A hot potato: After repeatedly trying to fix a set of vulnerabilities also known as "PrintNightmare," Microsoft has yet to provide a permanent solution that doesn't involve stopping and disabling the Print Spooler service in Windows. The company now acknowledged yet another bug that was initially discovered eight months ago, and ransomware groups are starting to take advantage of the chaos.

The Print Spooler security nightmare isn't over for Microsoft -- the company has had to issue one patch after another to fix things, and that includes this month's Patch Tuesday update.

In a new security advisory, the company acknowledged the existence of yet another vulnerability in the Windows Print Spooler service. This one is filed under CVE-2021-36958, and is similar to the previously discovered bugs that are now collectively known as "PrintNightmare," which can be used to abuse certain configuration settings and the ability of users with limited privileges to install printer drivers that can then be run with the maximum privilege level possible in Windows.

As Microsoft explains in the security advisory, an attacker can exploit a flaw in the way the Windows Print Spooler service performs privileged file operations to essentially gain system level access and wreak havoc on a system. The workaround is once again to stop and disable the Print Spooler service entirely.

The new vulnerability was discovered by Benjamin Delpy, who is the creator of exploitation tool Mimikatz, while checking to see if Microsoft's latest patch finally solved PrintNightmare.

Delpy found that even though the company made it so Windows now asks for admin privileges to install printer drivers, one doesn't need those privileges to connect to a printer if the driver is already installed. Furthermore, the Print Spooler vulnerability is still open to attack when someone connects to a remote printer.

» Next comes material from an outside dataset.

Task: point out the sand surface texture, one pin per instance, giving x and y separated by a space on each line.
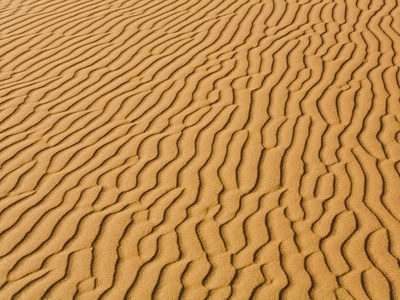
199 149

It's worth noting that Microsoft gives credit to finding this bug to Victor Mata of FusionX, Accenture Security, who says he reported the issue in December 2020. Even more concerning is that Delpy's previous proof of concept for exploiting PrintNightmare still works after applying the August Patch Tuesday.

Bleeping Computer reports that PrintNightmare is quickly becoming a tool of choice for ransomware gangs, who are now targeting Windows servers to deliver Magniber ransomware to South Korean victims. CrowdStrike says it already prevented some attempts, but warns this may only be the beginning of more wide-reaching campaigns.